I got excited when i first saw video of IK Multimedia’s iRig Acoustic Stage at the Winter NAMM Show on GP’s Instagram feed. The pick-shaped gadget sitting in the soundhole of the acoustic guitar is actually an omni-directional digital microphone that transmits its signal via the cord to a digital preamp/processor attached to the guitar strap. From there, a standard guitar cord routes the signal to an amp or P.A. What a clever innovation! Can it really be that easy to amplify, say, an old steel-string Martin or classical guitar, or a ukulele, or anything else with a soundhole? I was eager to find out.
The iRig Acoustic Stage is easy to use. I clipped the mic into the soundhole of my Taylor 514ce, secured the preamp to the strap, and ran its signal to an AER Compact 60 Tommy Emanuel signature amplifier. Once hooked up, I was able to choose from three presets on the iRig’s 32-bit/48kHz processor—Natural, Warm, Bright—by toggling the Tone button. (The same presets are available in conjunction with a Nylon guitar setting.) Natural sounded just that: a straightforward rendering of the Taylor’s naturally round tone that did not break up under hard strumming. The Warm setting was bigger in the low end and lower midrange. When feedback ensued, I pushed the Cancel Feedback button and it automatically cut out most (though not all) of the problematic frequencies. (Up to 10 frequencies can be cut by repeatedly pressing the Cancel Feedback button.) When I switched to the Bright setting, all the woofiness cleared up, and the tone cut through fabulously without being too slicing on top. When I experienced some feedback at higher volumes that the Cancel Feedback function couldn’t mitigate, I simply turned down.

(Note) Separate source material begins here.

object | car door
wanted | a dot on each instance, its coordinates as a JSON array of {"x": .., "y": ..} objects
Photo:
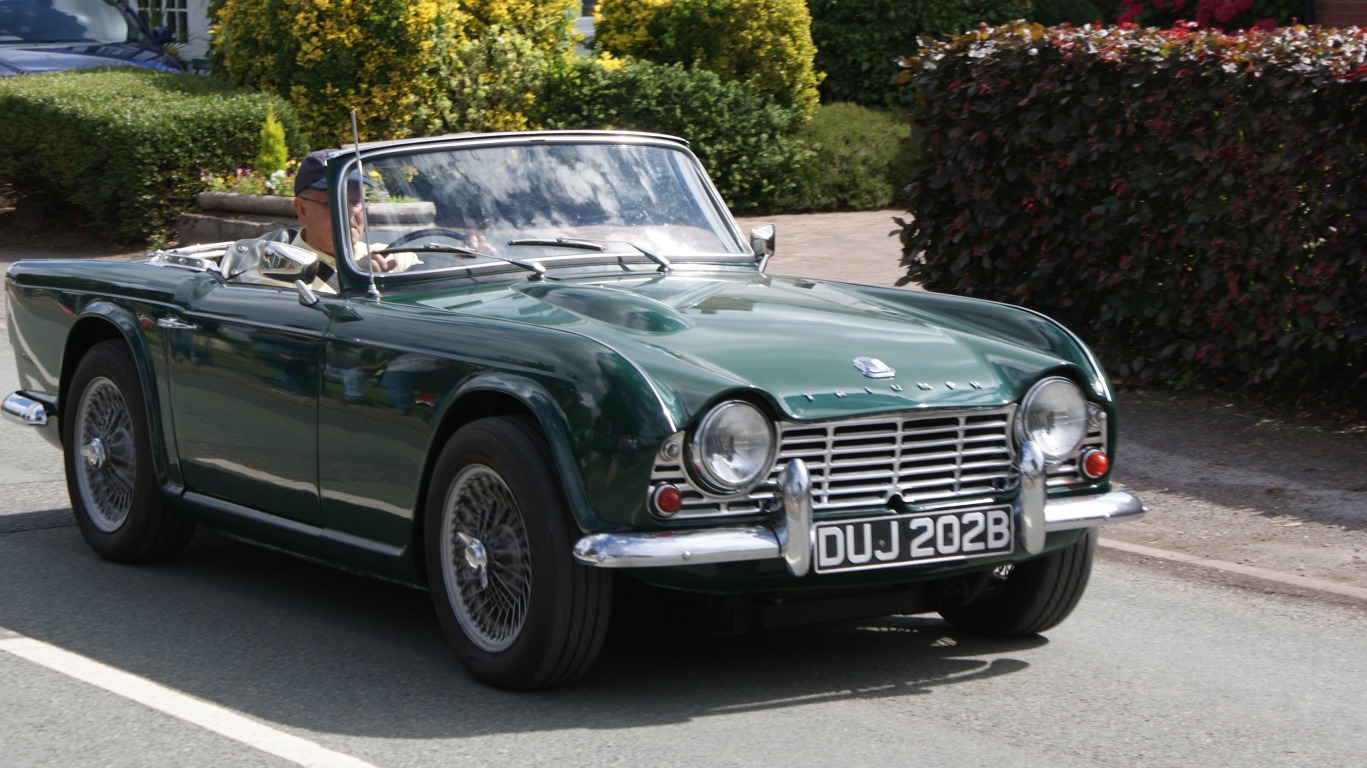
[{"x": 245, "y": 371}]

The iRig Acoustic Stage has a standard guitar input jack labeled “Aux” that is designed for tone blending. The Taylor had a Fishman Prefix preamp system onboard, so I sent its signal into Aux, and set the Mix knob in the middle. Using the preamp’s onboard controls I was able to dial in a complementary tone by favoring the Prefix’s signal, and blending in just a small amount of brighter iRig signal. With a flick of the iRig’s Phase switch, that lively dual-source tone became quite serviceable, picking up every element of my percussive playing.
The iRig Acoustic Stage offers endlessly interesting possibilities. I had a blast going down a signal-blending rabbit hole using the Compact 60’s dual channels and onboard effects instead of doing all the blending inside the iRig Acoustic Stage. I didn’t get into using its USB output for direct recording, but that’s another world to explore. It sure felt nice being able to move about relatively freely while being miked up, although having the iRig’s processor affixed to the guitar strap took a bit to get used to. Acoustic purists who can’t imagine cutting any holes in their favorite traditional instruments may find a strange digital bedfellow in the form of the iRig Acoustic Stage, and acoustic-electric enthusiasts should be enthralled to explore its blending potential. For just under a Benjamin, the iRig Acoustic Stage is a striking discovery. Now I can’t wait for a wireless version.
iRig Acoustic Stage
PRICE $99 street
CONTROLS Volume, Mix, Tone (Natural/Warm/Bright/Nylon/Calibrate), Phase Switch
CONNECTIONS Dedicated 3/32" iRig Mic input, ¼" Aux input, micro-USB output
POWER REQUIREMENT Two AA batteries
WEIGHT 3.5 oz
KUDOS Innovative design. Quality miked-acoustic tone in an affordable, non-invasive package.
CONCERNS Some feedback issues. Having the preamp/processor on the guitar strap takes getting used to.